Sendo o valor da vida humana igual para todos, percebemos neste universo de profundas desigualdades sociais que os princípios da Bioética tornam-se utópicos.
Como pensar na justiça de igual acesso aos bens de saúde, se muitos nascem, adoecem e morrem sem assistência médica?
Como falar de autonomia àquelas pessoas que sequer têm autonomia para administrar a própria fome e são destruídos por ela?
Como zelar pela beneficência, quando o próprio ser biológico das pessoas, principalmente crianças, é atestado vivo da maleficência social?
Como proteger a integridade física, psicológica e axiológica dessas pessoas se a desnutrição já as comprometeu de forma irreversível?
Aquela pessoa que não conseguiu se desenvolver física e mentalmente por razões de pobreza, já foi violentada em seu direito mais essencial, o Direito de Vir a Ser após o nascimento. A violência a este direito anula qualquer aplicação dos princípios da Bioética.
Será hipocrisia não reconhecer que, à margem da grandeza dos princípios da Bioética, existem multidões de pessoas cuja indigência não permitiu ao imaginário a construção de uma auto-imagem dos próprios direitos. E se a proposta da Bioética é de autêntico respeito a qualquer ser humano, seja ele quem for, ignorar as inter-relações entre os princípios da Bioética e a pobreza, é negar a própria ética dos princípios.
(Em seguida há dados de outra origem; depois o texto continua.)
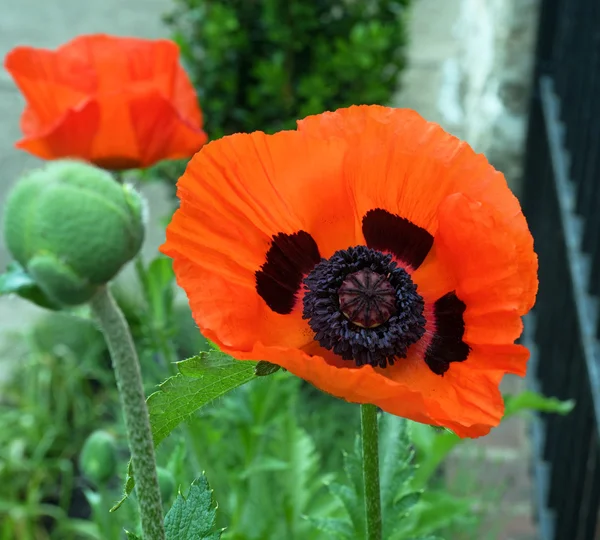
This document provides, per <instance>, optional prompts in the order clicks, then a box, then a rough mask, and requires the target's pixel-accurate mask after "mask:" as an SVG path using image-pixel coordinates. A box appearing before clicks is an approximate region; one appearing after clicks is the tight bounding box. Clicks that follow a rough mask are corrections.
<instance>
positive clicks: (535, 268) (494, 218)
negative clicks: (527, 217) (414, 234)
mask: <svg viewBox="0 0 600 540" xmlns="http://www.w3.org/2000/svg"><path fill="white" fill-rule="evenodd" d="M439 220H440V229H439V232H438V235H437V236H436V240H435V242H436V248H437V252H438V254H439V256H440V258H441V260H442V261H444V262H445V264H446V265H448V267H450V268H452V269H453V272H454V274H455V276H456V280H457V285H456V293H457V295H458V297H459V298H461V300H463V301H464V302H465V304H466V306H467V309H466V312H465V320H466V322H467V328H466V336H467V339H468V340H472V341H473V342H475V343H483V342H487V343H497V344H502V343H507V344H508V343H512V342H513V341H514V339H515V338H516V337H518V333H519V332H520V330H521V328H522V323H521V321H520V317H521V316H522V315H524V314H525V313H527V311H529V309H530V308H531V306H532V305H533V303H534V301H535V296H536V293H537V258H536V256H535V253H534V251H533V239H532V237H531V234H530V233H529V230H528V229H527V224H526V222H525V218H524V217H523V215H522V214H521V213H520V212H519V213H518V214H515V215H509V216H506V215H505V214H501V213H499V212H498V211H497V210H496V209H494V208H493V207H492V206H490V205H488V204H484V203H482V202H478V201H474V200H472V199H470V198H468V197H466V196H465V195H462V194H455V195H451V196H450V197H448V198H447V199H446V200H445V201H444V203H443V204H442V205H441V206H440V211H439ZM499 323H500V324H499Z"/></svg>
O poder ofuscante dos bens materiais criou a ilusão de que o sofrimento gerado pela pobreza é restrito aos pobres. Ainda que o nosso consciente tente não registrar o sofrimento causado pela pobreza, o espírito humano guarda consigo o drama da miséria da espécie. Cada um de nós é um ser único na sua individualidade, mas a individualidade só existe em função da realidade com os outros. E até mesmo a felicidade de cada um é sempre gerada e compartilhada por outros. Ninguém é feliz sozinho. E do mesmo modo que a felicidade depende da interação com outras pessoas, a miséria e o sofrimento também interagem entre todos.
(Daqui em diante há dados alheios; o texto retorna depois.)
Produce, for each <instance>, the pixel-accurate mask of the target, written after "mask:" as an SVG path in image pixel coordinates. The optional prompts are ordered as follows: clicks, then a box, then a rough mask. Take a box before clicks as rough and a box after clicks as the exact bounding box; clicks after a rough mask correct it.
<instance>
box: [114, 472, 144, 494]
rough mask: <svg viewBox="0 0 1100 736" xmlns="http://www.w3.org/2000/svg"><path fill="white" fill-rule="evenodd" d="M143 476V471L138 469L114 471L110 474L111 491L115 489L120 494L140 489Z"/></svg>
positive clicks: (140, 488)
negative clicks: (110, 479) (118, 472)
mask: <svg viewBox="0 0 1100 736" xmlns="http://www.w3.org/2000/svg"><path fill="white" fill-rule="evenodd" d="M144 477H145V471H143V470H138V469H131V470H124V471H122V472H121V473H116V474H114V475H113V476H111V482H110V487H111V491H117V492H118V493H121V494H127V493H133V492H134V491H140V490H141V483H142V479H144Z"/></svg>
A humanidade, como um todo, necessita de uma Bioética que demonstre a quebra da harmonia universal provocada pela fome. Uma Bioética que reconheça e defenda o Direito de Vir a Ser após o nascimento como um direito universal, para todos, sem exceção. Ficar a meio caminho do que poderia ser, edifica barreiras de desigualdades sociais e impede a liberdade de aproximação e de interação entre todos. As barreiras sociais criam vazios no espírito das pessoas. Nada substitui o amor não vivido, o afeto não sentido, o diálogo não entabulado com o outro... porque é pobre. A humanidade é única e todos os seus membros compartilham a vida universal da espécie. Permitir que a pobreza destrua uma parte deste corpo finito é permitir limitações à própria universalidade da vida humana.